News Stay informed about the latest enterprise technology news and product updates.

Behind the scenes at Carbonite's online backup service

Photobucket
Carbonite CEO David Friend in his Boston-area office

“Do-it-yourself” infrastructure is a competitive differentiator among providers of storage services, I’ve learned in conversations with providers over the last two weeks. While not every Web 2.0 service is storage-focused, these discussions make me wonder what the results will be for third-party storage vendors looking to supply prepackaged configurations to service-provider data centers.

Following Carbonite’s lawsuit against its former storage supplier, its competitors such as SpiderOak have pounced on the opportunity to tout their own internal infrastructures in an attempt to lure worried Carbonite customers.

SpiderOak CEO Ethan Oberman told me that SpiderOak assembles its own storage systems out of commodity servers and disk drives, purchasing individual components and assembling them under the company’s proprietary storage clustering software. “We don’t rely on a third party pre-assembled storage system” as Carbonite did with Promise, Oberman said.

Shortly after I posted about Oberman’s statements, Carbonite CEO David Friend invited me to see Carbonite’s infrastructure. I took him up on that last Friday, and it turns out Carbonite’s setup isn’t much different from what SpiderOak described.

Photobucket
The current Carbonite infrastructure – sets of 15 one-terabyte
SATA drives packed into racks of custom Dell equipment

Carbonite has between 10 PB and 12 PB of storage in two data centers in the Boston area. While the vendor is suing Promise for products it deployed several years ago, Carbonite has already completely changed out the Promise storage in favor of a self-integrated system of Dell PowerEdge MD1000 and MD3000 servers packed with 15 one-terabyte SATA disks, configured for RAID 6. Four of these units are attached to each server node that runs the company’s internally written parallel file system.

Photobucket
Carbonite infrastructure detail

SpiderOak’s Oberman said his company assembles the disk drives and RAID controllers internally. Friend said he’s still content to let a third-party vendor assemble the RAID arrays despite the experience with Promise.

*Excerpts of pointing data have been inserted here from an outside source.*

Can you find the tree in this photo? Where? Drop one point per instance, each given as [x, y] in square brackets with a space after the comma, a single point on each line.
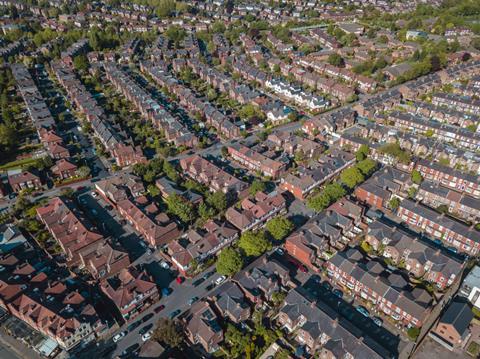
[416, 177]
[351, 177]
[169, 331]
[254, 243]
[279, 227]
[180, 207]
[336, 60]
[394, 203]
[229, 261]
[80, 63]
[218, 200]
[367, 166]
[362, 152]
[84, 171]
[257, 186]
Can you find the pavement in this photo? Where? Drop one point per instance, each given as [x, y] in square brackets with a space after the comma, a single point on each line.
[178, 299]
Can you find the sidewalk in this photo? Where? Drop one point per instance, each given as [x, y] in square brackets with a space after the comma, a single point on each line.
[17, 347]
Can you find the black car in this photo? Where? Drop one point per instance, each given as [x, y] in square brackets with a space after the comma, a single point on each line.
[198, 282]
[133, 326]
[145, 329]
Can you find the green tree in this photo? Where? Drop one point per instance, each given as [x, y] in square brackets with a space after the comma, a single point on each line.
[367, 166]
[362, 152]
[254, 243]
[180, 207]
[229, 261]
[336, 60]
[218, 200]
[417, 177]
[169, 331]
[351, 177]
[280, 227]
[257, 186]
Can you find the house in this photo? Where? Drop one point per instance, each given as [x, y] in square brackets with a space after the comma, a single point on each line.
[318, 328]
[470, 287]
[64, 169]
[256, 211]
[230, 302]
[305, 179]
[419, 258]
[202, 327]
[262, 278]
[453, 328]
[70, 228]
[10, 238]
[213, 177]
[256, 161]
[370, 280]
[116, 188]
[23, 180]
[156, 232]
[458, 236]
[200, 244]
[131, 291]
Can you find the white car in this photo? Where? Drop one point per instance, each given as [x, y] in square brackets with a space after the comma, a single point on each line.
[147, 335]
[220, 280]
[119, 337]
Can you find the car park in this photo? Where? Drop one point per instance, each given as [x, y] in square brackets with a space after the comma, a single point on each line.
[174, 313]
[220, 280]
[363, 311]
[198, 282]
[147, 335]
[145, 329]
[378, 321]
[192, 300]
[159, 308]
[119, 337]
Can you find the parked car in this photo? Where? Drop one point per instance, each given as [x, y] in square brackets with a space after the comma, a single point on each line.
[338, 293]
[145, 329]
[119, 337]
[192, 300]
[159, 308]
[363, 311]
[378, 321]
[220, 280]
[147, 335]
[174, 313]
[198, 282]
[164, 265]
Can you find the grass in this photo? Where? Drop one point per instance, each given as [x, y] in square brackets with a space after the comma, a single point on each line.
[473, 349]
[17, 163]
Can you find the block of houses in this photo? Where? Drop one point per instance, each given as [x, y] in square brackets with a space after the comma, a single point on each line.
[202, 327]
[256, 161]
[453, 327]
[24, 180]
[231, 302]
[64, 169]
[305, 179]
[213, 177]
[322, 332]
[255, 211]
[157, 231]
[131, 291]
[453, 234]
[388, 292]
[419, 258]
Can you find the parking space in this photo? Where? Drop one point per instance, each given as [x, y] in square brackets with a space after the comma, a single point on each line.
[335, 299]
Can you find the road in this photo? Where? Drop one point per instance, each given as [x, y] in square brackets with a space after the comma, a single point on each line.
[178, 299]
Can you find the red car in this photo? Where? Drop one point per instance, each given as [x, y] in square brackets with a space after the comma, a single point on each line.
[159, 308]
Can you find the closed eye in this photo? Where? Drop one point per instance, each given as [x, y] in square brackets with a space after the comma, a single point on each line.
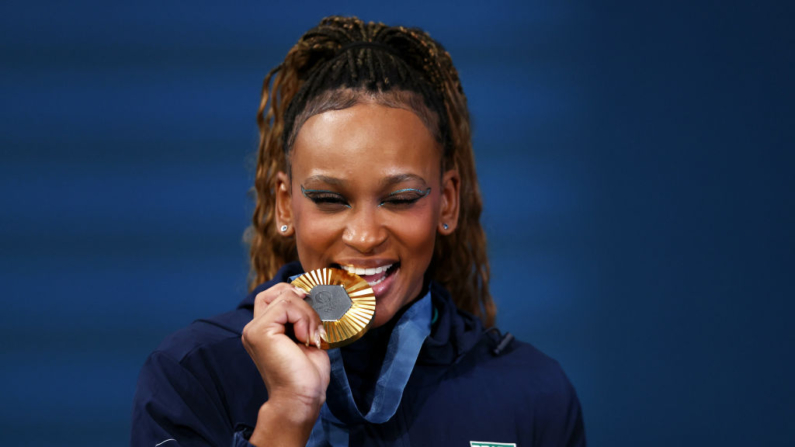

“The software is what we worry about,” he said. Promise’s arrays had firmware bugs, he said, something that might not have changed if Carbonite had done more of the hardware assembly. “Even if you buy a disk drive from somewhere, it has firmware in it – we’re not going to get into that kind of stuff,” Friend said.

Carbonite chose Dell to replace Promise based on a discounted price and its willingness to work with Carbonite to design a customized hardware system, according to Friend.

The more I talk to online storage service providers, the more there seems to be a disconnect between what they’re deploying and what storage vendors are marketing in an effort to reach Web 2.0 shops. While new “cloud” storage systems such as EMC’s Atmos and HP’s ExDS are built on industry-standard hardware components, the vendors also supply software to tie those components together.

Friend said he’s learned that a fully prepackged software-hardware system from a third-party vendor won’t fit his business. “Every piece of software we’ve bought along the way has broken,” he said.

But this also may be because Carbonite is an outlier in terms of its workload. “There aren’t a lot of 10 petabyte data centers out there,” Friend said. He estimated some 95% of the processing time in Carbonite’s data center is spent on write, rather than read operations. “There [also] aren’t a lot of data centers out there that are ‘mostly write,'” he added.

Carbonite also designed its parallelized distributed file system to treat data in its data center and on users’ PCs as part of one big geographically distributed pool. Friend claims this is a differentiator, providing speedier restores to users than competitors such as Mozy can do by reassmbling files before restoring data.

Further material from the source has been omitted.